The 2014 Tug-A-Truck competition Monday night at the Greene County Fair brought together Tuggers from near and far to test their modified trucks against each other.


In a sport where the goal is to drag the opponent’s hard work backwards, it would be understandable if things got heated. But all of the drivers were ready to have a good time. That’s what it’s all about, according to Spring Valley driver Caleb Fricke.


“It’s just a bunch of good friends, everybody gets along, and it’s kind of a cool sport. The same guy doesn’t win every time, every track is different and every day is different. It’s more of a low budget situation than sled pulling,” he said. “This is kind of what we do. We’re mostly all farmers or mechanics and we get together and drink a little beer and we pull trucks.”
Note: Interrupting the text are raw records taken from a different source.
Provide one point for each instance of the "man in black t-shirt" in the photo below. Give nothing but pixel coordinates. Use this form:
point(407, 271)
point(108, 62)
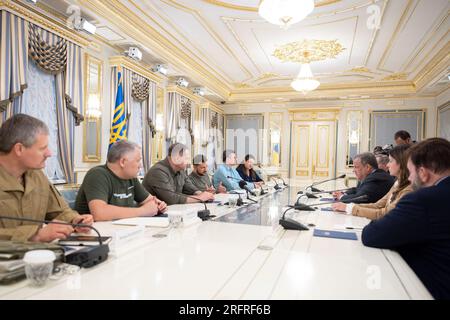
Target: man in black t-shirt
point(112, 191)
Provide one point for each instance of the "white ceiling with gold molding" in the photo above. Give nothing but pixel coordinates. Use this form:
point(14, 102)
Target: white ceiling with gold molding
point(235, 45)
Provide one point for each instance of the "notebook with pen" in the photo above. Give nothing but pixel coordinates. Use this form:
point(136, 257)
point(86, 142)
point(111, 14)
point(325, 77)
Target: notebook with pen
point(335, 234)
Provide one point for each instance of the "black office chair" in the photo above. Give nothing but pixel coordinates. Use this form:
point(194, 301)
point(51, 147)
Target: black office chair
point(70, 196)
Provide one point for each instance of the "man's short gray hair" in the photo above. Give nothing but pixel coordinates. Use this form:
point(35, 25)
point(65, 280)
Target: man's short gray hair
point(120, 149)
point(367, 158)
point(20, 128)
point(199, 159)
point(381, 158)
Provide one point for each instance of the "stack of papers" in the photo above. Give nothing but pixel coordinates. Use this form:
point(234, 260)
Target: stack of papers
point(161, 222)
point(335, 234)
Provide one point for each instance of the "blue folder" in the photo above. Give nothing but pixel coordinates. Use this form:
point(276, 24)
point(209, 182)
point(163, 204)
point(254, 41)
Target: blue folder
point(335, 234)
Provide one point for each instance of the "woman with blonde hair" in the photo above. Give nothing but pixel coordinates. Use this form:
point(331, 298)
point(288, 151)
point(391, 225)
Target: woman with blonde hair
point(397, 165)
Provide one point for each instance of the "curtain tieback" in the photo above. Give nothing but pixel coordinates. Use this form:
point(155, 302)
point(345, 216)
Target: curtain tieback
point(78, 116)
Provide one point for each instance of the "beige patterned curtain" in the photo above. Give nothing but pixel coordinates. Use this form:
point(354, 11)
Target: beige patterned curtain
point(13, 62)
point(144, 91)
point(173, 117)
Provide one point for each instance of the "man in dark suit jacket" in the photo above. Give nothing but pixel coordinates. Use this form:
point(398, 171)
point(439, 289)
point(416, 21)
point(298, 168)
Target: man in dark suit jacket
point(372, 182)
point(419, 227)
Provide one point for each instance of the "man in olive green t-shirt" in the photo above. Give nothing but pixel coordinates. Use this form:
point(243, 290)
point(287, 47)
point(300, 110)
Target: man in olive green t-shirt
point(112, 191)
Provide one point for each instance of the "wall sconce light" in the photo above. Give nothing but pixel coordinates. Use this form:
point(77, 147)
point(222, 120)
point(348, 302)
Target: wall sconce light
point(199, 91)
point(182, 82)
point(159, 125)
point(354, 139)
point(134, 53)
point(82, 24)
point(275, 136)
point(93, 107)
point(160, 68)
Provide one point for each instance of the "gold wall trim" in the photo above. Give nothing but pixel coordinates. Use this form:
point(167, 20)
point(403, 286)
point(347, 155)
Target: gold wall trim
point(227, 5)
point(41, 19)
point(185, 93)
point(198, 16)
point(123, 18)
point(441, 109)
point(139, 68)
point(212, 106)
point(399, 26)
point(439, 63)
point(215, 69)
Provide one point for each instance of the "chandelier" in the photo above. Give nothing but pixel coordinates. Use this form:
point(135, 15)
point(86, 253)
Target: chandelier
point(304, 52)
point(305, 81)
point(285, 12)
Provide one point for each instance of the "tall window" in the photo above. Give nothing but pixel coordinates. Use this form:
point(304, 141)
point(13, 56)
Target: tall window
point(39, 101)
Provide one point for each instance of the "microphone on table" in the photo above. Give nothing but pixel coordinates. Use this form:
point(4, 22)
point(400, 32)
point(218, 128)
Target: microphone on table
point(291, 224)
point(244, 186)
point(242, 183)
point(284, 182)
point(313, 194)
point(306, 207)
point(204, 214)
point(313, 189)
point(86, 257)
point(239, 202)
point(276, 187)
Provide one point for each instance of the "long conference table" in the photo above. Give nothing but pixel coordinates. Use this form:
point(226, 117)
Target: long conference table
point(240, 254)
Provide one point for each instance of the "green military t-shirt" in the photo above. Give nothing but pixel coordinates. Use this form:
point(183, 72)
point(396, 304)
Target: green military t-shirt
point(100, 183)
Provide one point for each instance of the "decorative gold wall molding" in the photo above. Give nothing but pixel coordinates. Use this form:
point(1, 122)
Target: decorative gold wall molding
point(139, 68)
point(440, 62)
point(308, 50)
point(39, 18)
point(212, 106)
point(255, 9)
point(326, 91)
point(129, 23)
point(319, 114)
point(197, 99)
point(396, 76)
point(185, 93)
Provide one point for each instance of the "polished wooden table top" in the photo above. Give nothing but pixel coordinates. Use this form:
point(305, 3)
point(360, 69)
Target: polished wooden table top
point(242, 254)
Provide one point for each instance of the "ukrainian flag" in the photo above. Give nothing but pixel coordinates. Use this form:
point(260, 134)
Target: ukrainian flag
point(119, 125)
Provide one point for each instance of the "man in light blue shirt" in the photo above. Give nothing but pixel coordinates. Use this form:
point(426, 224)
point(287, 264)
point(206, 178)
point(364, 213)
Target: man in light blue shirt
point(226, 170)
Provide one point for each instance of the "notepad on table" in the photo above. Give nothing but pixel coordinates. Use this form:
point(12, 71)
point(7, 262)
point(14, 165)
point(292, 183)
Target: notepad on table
point(335, 234)
point(162, 222)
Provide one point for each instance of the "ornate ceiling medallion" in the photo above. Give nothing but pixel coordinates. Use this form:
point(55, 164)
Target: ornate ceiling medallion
point(307, 51)
point(396, 76)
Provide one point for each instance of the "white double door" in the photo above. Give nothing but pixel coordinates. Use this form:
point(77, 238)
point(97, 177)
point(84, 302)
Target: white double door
point(313, 149)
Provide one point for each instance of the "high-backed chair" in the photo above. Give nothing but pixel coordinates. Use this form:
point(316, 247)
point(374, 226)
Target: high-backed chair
point(70, 196)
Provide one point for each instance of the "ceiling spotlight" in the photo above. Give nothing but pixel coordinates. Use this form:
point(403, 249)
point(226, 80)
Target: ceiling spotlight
point(83, 25)
point(160, 68)
point(182, 82)
point(134, 53)
point(199, 91)
point(285, 12)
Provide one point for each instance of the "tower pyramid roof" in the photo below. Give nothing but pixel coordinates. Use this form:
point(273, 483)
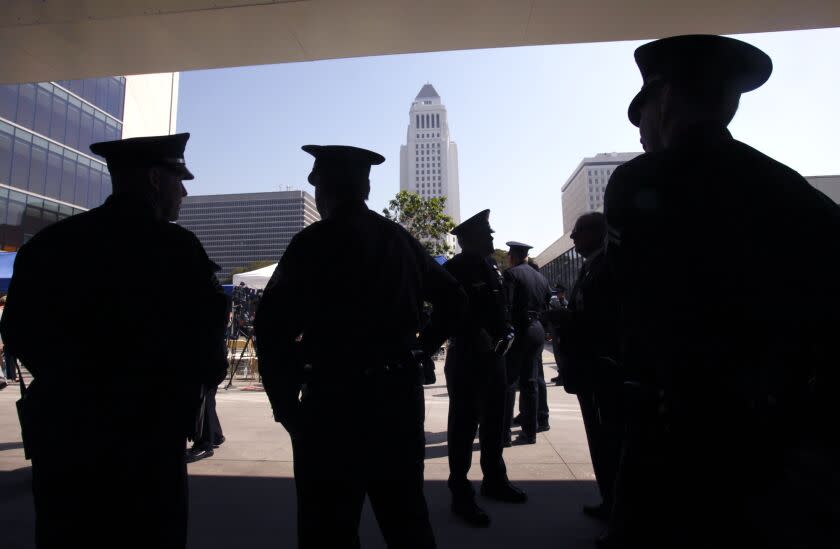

Fricke and his white Nationwide Insurance-branded pickup competed in the 5,500 and 6,500-pound competitions, both of which he won last year. The 5,500 was the first competition of the day and he easily tugged through the competition all the way to the finals. After a 2-pull win in his first matchup and a win by default, he cleared Tom Reed 2-0. But he met his match in the finals, falling 2-0 against Xenia native Dustin Adams.


“I’ve been to seven pulls this year. I usually would have been to 20 by now, but it’s been a rough year - I’ve been through six transmissions. It’s been a hard year, so I needed tonight,” said Fricke. “We’re just out here having fun.”


Adams and Fricke took first and second respectively, with Robert Glass taking third and Reed placing fourth. Adams was glad his baby blue truck performed well.


“What can I say? I’m having a good time. It’s a fun sport,” he said.


The big trucks at 8,500 lbs. were next and had some close matches, despite the two finalists being the clear-cut winners. Dylan Stormont and his gray Dodge were close to losing his first tug in his first matchup, but he came back to take the tug and the 2-to-0 win. Unfortunately he was matched up against Sherry and her pink Dodge, who easily made her way past the competitors to the finals. There she met Doug Newman and his 1979 Chevy. The tugs were close, but Newman pulled out the win. Curtis Freeze and Stormont took third and fourth respectively.


The main event of the night was the 6,500 class, which boasted the largest participant pool. Both winners from the previous divisions, as well as some other favorites came together to tug. Some of the drivers entering newer trucks weren’t sure how their new rides would perform.


“I just got the truck together. This is actually its third pull, so I didn’t know what to expect,” said Jamestown native Jake Robinson. “I actually haven’t won one yet. It’s just fun to compete.”


“You’ve got about 2-to-1 time to money in these trucks. A lot of time in them. You’ll get some junkyard trucks or you’ll get some fiberglass bodies. It just depends, but it’s always fun to watch an old farm truck beat a high-dollar one.”


Robinson and his Gold Chevy Tahoe lost to a 1991 Ford in his first match.


Fricke won his first two matches, but lost to the eventual fourth-place finisher Josh Brittingham. The 5,500 winner Adams looked solid throughout his matchups, making it all the way to the finals, but he met the same fate in his final matchup as many others did - he lost 2-0 to “Mater.”


Chris “Mater” Saylor steamrolled the competition all the way through the 6,500 division. He made it look easy, not losing a single tug throughout the competition. Adams gave him the best fight, but couldn’t get a win.


Saylor would have competed in the 5,500 too, but he lost by default when he couldn’t make it to the gate on time. Saylor, Adams, Freeze and Brittingham were the top four finishers in the 6,500.